Energy-based models tie together the conceptual picture of statistical mechanics of deep learning, and express differences in Gibbs and Helmholtz free energies as exactly Kullback–Leibler divergence in information theory, thus bridging the Boltzmann entropy in thermodynamics and Rényi entropies (such as Shannon entropy) in information theory.

# Overview

An energy based model is specified as a Boltzmann distribution (with the Boltzmann factor $kT = 1$):

$$p(\mathbf{x}; \mathbf{w}) = \frac{1}{Z_\mathbf{w}}e^{E(\mathbf{x}; \mathbf{w})}$$

The earliest energy-based probabilistic models in machine learning were in fact called Boltzmann machines, and map directly onto Ising spin models with a learned coupling structure $\mathbf{w}$. Inserting the Boltzmann form into the log-likelihood learning objective $l(\mathbf{w}) = \int q(\mathbf{x}) \log(\mathbf{x}; \mathbf{w}) \mathrm{d}\mathbf{x}$ yields:

$$-l(\mathbf{w}) = \langle E(\mathbf{x}; \mathbf{w})\rangle_q - F_\mathbf{w}$$

Where $\langle \cdot \rangle_q$ denotes an average with respect to the data distribution $q(\mathbf{x})$ and $F_\mathbf{w} = -\log Z_\mathbf{w}$ is the Helmholtz free energy of the model distribution $p(\mathbf{x}; \mathbf{w})$. Thus, learning via maximizing the log-likelihood corresponds to minimizing the energy of observed data while increasing overall free energy of the model distribution.

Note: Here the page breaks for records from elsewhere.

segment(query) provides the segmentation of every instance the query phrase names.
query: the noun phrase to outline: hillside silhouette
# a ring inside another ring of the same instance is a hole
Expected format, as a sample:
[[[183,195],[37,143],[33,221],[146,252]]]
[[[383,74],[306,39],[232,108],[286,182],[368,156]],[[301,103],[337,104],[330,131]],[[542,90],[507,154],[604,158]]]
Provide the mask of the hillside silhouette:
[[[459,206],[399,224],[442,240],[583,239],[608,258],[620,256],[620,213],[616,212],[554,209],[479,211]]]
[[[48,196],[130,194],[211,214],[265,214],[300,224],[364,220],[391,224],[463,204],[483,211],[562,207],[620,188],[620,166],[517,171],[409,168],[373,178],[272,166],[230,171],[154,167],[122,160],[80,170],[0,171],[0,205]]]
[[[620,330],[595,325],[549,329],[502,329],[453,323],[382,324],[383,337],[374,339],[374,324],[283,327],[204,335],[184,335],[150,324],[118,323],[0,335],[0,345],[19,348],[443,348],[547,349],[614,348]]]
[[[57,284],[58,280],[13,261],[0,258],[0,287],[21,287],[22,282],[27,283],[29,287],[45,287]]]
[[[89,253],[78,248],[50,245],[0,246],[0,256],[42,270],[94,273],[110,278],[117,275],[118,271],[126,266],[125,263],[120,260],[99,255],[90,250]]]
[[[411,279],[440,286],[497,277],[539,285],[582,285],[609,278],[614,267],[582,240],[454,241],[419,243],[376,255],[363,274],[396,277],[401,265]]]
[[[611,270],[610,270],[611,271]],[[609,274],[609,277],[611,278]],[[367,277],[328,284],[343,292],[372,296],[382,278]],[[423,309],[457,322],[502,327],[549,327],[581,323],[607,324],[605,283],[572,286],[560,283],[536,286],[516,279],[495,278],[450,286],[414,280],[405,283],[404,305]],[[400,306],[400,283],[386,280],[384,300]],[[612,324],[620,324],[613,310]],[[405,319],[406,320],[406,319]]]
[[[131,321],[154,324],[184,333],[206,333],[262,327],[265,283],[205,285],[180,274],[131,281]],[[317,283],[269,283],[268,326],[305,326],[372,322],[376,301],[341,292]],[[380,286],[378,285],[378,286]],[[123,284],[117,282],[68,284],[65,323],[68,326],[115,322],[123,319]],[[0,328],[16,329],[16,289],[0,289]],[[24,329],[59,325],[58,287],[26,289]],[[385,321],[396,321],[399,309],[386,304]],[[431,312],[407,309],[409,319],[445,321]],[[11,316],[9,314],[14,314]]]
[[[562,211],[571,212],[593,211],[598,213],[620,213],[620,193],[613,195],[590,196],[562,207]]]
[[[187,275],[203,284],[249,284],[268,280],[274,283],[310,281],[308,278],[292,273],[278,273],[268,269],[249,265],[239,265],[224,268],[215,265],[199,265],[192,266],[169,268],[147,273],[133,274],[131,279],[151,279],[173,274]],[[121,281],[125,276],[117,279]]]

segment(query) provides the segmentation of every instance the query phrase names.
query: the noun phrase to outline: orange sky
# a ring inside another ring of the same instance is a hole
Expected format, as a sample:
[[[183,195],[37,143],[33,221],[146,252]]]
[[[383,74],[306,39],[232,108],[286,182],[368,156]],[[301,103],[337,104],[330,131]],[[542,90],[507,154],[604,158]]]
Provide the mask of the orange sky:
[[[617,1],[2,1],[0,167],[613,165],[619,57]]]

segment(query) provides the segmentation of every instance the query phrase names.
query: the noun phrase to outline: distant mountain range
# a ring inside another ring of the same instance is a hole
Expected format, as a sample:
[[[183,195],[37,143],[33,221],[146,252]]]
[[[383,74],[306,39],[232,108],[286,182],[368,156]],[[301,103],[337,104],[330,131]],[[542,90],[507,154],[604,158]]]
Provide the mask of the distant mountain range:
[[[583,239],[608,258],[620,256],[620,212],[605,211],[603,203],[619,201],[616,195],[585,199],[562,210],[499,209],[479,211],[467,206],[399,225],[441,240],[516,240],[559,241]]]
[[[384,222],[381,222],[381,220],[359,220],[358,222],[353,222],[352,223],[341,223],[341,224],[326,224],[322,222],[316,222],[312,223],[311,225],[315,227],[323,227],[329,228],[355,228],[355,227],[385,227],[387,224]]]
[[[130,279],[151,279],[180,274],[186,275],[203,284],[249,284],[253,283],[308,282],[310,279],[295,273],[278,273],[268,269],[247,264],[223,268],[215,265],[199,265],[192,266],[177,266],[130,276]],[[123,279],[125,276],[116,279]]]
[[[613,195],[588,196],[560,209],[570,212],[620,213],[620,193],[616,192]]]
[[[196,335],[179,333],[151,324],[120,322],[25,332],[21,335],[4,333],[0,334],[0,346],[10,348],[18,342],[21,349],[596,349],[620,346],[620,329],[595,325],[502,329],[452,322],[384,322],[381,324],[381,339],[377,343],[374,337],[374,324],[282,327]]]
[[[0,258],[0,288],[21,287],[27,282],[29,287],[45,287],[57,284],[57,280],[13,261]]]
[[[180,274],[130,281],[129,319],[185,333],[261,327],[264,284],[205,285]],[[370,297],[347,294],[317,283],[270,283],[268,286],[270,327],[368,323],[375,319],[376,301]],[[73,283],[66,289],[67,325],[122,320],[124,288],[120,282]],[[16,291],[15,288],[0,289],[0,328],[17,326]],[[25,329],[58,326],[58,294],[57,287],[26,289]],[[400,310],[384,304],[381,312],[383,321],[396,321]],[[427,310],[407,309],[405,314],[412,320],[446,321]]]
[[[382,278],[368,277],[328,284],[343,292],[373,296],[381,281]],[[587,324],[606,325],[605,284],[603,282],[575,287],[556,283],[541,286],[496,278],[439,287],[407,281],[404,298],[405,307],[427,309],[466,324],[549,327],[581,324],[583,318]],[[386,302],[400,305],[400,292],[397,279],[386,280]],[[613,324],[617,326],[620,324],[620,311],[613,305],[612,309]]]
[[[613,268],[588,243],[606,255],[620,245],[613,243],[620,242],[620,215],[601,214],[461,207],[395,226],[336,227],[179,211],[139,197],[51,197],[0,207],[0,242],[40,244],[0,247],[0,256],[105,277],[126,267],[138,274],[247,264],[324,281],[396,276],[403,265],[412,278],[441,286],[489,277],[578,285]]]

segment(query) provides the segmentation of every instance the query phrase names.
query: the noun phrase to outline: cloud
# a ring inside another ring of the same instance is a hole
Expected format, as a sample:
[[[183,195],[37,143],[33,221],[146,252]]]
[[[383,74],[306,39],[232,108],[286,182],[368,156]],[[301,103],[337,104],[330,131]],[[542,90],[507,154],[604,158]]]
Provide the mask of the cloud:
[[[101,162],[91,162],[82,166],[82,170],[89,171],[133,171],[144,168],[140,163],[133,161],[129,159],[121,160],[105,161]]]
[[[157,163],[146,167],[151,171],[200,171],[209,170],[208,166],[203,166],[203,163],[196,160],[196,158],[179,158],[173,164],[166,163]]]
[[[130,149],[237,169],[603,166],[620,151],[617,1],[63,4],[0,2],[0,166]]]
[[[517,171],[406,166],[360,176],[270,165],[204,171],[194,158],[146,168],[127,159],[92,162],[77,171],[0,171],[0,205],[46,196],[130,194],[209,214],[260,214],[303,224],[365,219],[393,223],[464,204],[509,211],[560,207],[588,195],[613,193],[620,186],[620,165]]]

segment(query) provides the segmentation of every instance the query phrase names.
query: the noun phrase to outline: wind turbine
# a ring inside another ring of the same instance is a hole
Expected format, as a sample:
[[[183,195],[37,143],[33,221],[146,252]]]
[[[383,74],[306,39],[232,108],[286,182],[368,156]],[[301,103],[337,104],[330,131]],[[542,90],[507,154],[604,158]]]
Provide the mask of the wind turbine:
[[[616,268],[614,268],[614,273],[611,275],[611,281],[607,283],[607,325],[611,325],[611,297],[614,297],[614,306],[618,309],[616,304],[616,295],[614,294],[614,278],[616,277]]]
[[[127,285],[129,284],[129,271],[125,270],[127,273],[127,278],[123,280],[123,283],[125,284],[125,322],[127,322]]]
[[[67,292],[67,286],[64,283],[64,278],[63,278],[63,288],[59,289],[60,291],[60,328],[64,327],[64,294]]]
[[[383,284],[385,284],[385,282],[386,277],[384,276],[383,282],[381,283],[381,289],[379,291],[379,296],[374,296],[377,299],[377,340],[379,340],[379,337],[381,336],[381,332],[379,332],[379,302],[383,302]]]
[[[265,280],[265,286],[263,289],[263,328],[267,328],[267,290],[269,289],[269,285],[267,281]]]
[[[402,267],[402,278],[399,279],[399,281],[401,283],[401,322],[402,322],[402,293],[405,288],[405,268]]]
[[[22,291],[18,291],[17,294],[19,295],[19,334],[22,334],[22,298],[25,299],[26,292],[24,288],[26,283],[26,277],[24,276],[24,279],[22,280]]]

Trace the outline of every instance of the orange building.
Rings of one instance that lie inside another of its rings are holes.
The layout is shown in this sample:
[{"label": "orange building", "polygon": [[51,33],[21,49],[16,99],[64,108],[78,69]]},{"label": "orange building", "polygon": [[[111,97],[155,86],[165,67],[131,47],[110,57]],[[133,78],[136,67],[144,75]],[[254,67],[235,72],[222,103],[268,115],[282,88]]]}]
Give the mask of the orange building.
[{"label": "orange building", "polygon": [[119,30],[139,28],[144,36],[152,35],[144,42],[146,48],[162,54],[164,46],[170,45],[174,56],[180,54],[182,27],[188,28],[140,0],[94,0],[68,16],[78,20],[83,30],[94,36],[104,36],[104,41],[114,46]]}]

Maximizing $l(\mathbf{w})$ is also equivalent to minimizing the Kullback-Leibler divergence,

$$D_\mathrm{KL}(q\| p) = \int q(\mathbf{x}) \log \left( \frac{q(\mathbf{x})}{p(\mathbf{x}; \mathbf{w})}\right)\mathrm{d}\mathbf{x} = G_\mathbf{w}(q) - F_\mathbf{w}$$

Kullback-Leibler divergence $D_\mathrm{KL}(q \| p)$ is nonnegative measure of the divergence between two distributions $q$ and $p$ that is zero if and only if $q=p$. In the special case when $p$ takes the Boltzmann form, the KL divergence becomes the difference between the Gibbs free energy of $q$, defined as $G_\mathbf{w}(q) = \langle E(\mathbf{x}; \mathbf{w})\rangle_q - S(q)$ (where $S(q) = -\int q(\mathbf{x})\log q(\mathbf{x}) \mathrm{d}\mathbf{x}$ is the entropy of $q$) and the Helmholtz free energy $F_\mathbf{w}$ of $p$.

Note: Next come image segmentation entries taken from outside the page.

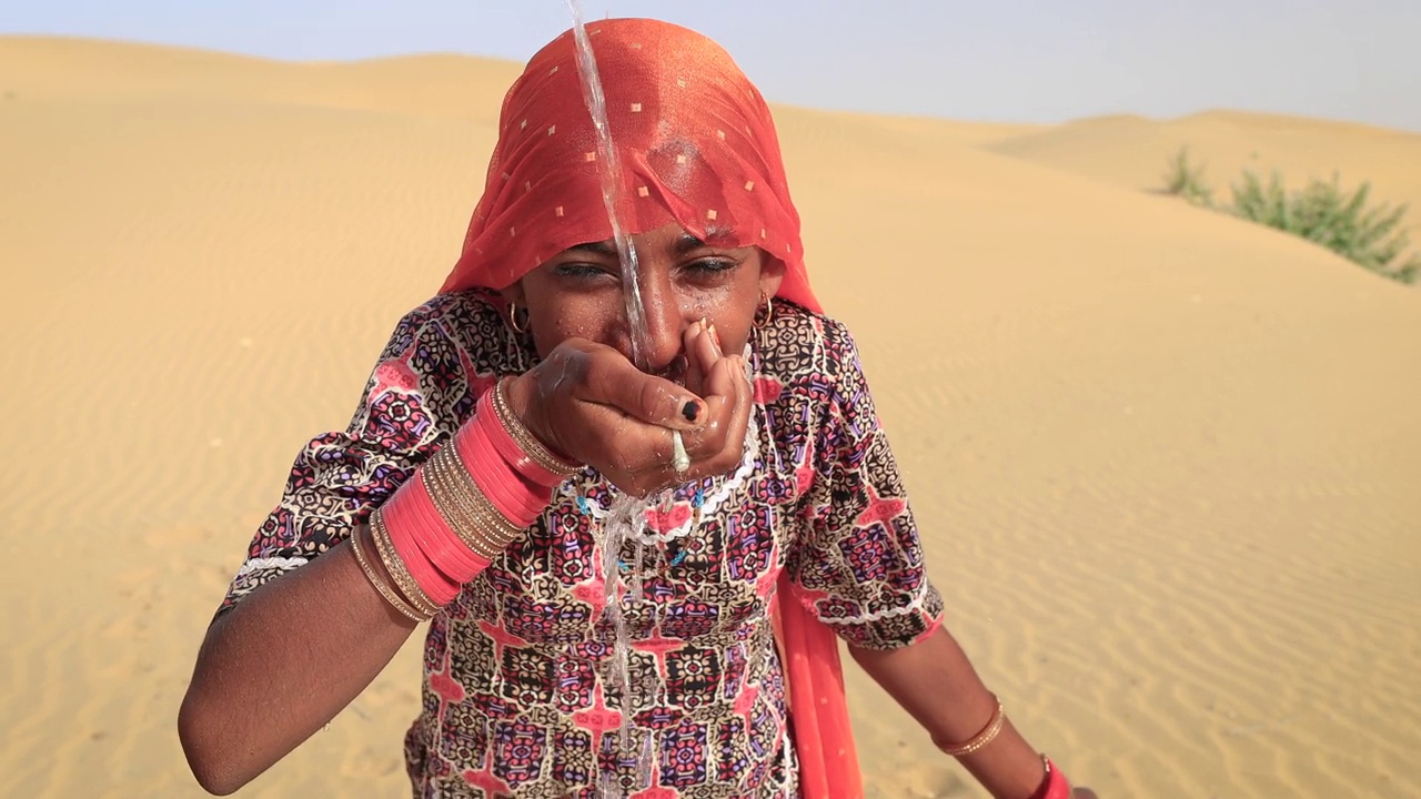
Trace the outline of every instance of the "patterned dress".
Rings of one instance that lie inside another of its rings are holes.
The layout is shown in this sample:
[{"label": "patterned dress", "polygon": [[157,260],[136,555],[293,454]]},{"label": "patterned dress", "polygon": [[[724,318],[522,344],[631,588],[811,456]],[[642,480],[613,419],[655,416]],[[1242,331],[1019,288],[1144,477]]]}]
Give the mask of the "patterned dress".
[{"label": "patterned dress", "polygon": [[[499,375],[534,365],[531,343],[496,309],[463,291],[399,321],[350,427],[297,456],[223,611],[341,542]],[[901,647],[939,623],[942,599],[847,330],[777,303],[753,338],[740,468],[647,510],[645,530],[608,560],[625,572],[627,681],[608,677],[615,634],[600,547],[618,492],[587,469],[431,623],[423,707],[405,741],[415,796],[590,799],[603,781],[648,799],[794,796],[770,624],[782,572],[858,647]]]}]

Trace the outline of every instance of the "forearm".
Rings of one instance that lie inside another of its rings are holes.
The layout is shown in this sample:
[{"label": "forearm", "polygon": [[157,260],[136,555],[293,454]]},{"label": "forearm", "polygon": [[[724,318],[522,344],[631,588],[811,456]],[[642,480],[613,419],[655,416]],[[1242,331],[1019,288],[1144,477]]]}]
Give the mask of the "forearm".
[{"label": "forearm", "polygon": [[[357,535],[374,552],[368,527]],[[198,655],[178,718],[193,775],[213,793],[242,788],[360,695],[414,628],[348,543],[261,586],[213,623]]]},{"label": "forearm", "polygon": [[[850,653],[939,746],[971,741],[992,719],[996,699],[946,627],[899,650]],[[959,761],[998,799],[1027,799],[1046,776],[1040,754],[1010,721],[992,744]]]}]

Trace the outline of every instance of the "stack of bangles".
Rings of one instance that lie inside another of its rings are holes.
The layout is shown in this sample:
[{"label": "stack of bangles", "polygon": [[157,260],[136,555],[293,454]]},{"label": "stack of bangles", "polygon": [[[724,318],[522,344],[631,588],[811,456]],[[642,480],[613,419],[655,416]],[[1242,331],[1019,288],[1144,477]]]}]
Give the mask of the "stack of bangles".
[{"label": "stack of bangles", "polygon": [[[996,701],[996,709],[992,711],[992,718],[988,719],[982,732],[963,744],[938,744],[938,748],[953,758],[965,758],[995,741],[1002,728],[1006,726],[1006,711],[1002,709],[1002,699],[992,698]],[[1046,755],[1042,755],[1042,765],[1046,766],[1046,778],[1030,799],[1070,799],[1070,782],[1066,781],[1066,775]]]},{"label": "stack of bangles", "polygon": [[553,455],[517,419],[504,381],[415,475],[369,516],[388,584],[351,535],[351,550],[385,601],[428,621],[527,530],[553,489],[581,466]]}]

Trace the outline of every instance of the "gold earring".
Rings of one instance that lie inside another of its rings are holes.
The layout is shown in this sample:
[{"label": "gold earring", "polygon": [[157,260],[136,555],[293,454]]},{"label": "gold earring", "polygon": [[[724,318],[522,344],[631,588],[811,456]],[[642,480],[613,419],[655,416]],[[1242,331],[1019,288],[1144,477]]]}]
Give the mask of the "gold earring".
[{"label": "gold earring", "polygon": [[523,309],[523,324],[519,324],[519,304],[509,303],[509,327],[512,327],[513,333],[517,333],[519,336],[527,333],[529,331],[527,309]]},{"label": "gold earring", "polygon": [[764,291],[760,291],[760,301],[764,303],[764,317],[760,318],[759,309],[756,309],[755,327],[764,327],[770,324],[772,318],[774,318],[774,299],[767,296]]}]

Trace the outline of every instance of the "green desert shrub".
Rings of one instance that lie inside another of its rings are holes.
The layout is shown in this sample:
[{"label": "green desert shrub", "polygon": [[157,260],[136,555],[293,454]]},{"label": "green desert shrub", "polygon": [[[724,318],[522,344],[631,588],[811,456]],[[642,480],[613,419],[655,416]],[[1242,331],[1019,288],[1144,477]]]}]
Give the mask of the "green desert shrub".
[{"label": "green desert shrub", "polygon": [[1212,192],[1204,183],[1204,168],[1189,163],[1187,149],[1169,161],[1165,172],[1165,191],[1194,205],[1216,208],[1307,239],[1401,283],[1415,283],[1421,277],[1421,254],[1407,254],[1411,237],[1401,223],[1407,206],[1368,206],[1370,183],[1349,192],[1333,175],[1331,181],[1313,179],[1300,189],[1289,191],[1279,172],[1263,182],[1258,173],[1245,169],[1231,189],[1231,205],[1214,205]]},{"label": "green desert shrub", "polygon": [[1189,148],[1179,148],[1179,152],[1169,161],[1164,173],[1165,193],[1184,198],[1194,205],[1214,208],[1214,189],[1204,182],[1204,165],[1189,163]]},{"label": "green desert shrub", "polygon": [[1401,226],[1407,206],[1380,203],[1368,208],[1370,183],[1347,192],[1333,175],[1331,181],[1314,179],[1290,192],[1277,172],[1268,183],[1253,172],[1243,172],[1232,188],[1229,210],[1236,216],[1316,242],[1401,283],[1415,283],[1421,276],[1421,256],[1401,257],[1411,245]]}]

Learning then corresponds to fixing the data distribution $q$ and optimizing model parameters $w$ in $D_\mathrm{KL}(q \| p)(\mathbf{w})|_{q = q'} = G_\mathbf{w}(q) - F_\mathbf{w}$ as in expression above. However this decomposition has another widespread application in both machine learning and statistical mechanics. Often we are given a fixed Boltzmann distribution with coupling parameters $\mathbf{w}$, that we would like to approximate with a simpler variational distribution $q(\mathbf{x})$, such an approximation can be derived by fixing $\mathbf{w}$ and equivalently minimizing with respect to $q$ either the KL divergence $D_\mathrm{KL}(q \| p)$ or the Gibbs free energy $G_\mathbf{w}(q)$. This approach leads to both variational inference in machine learning and variational mean-field methods in equilibrium statistical mechanics.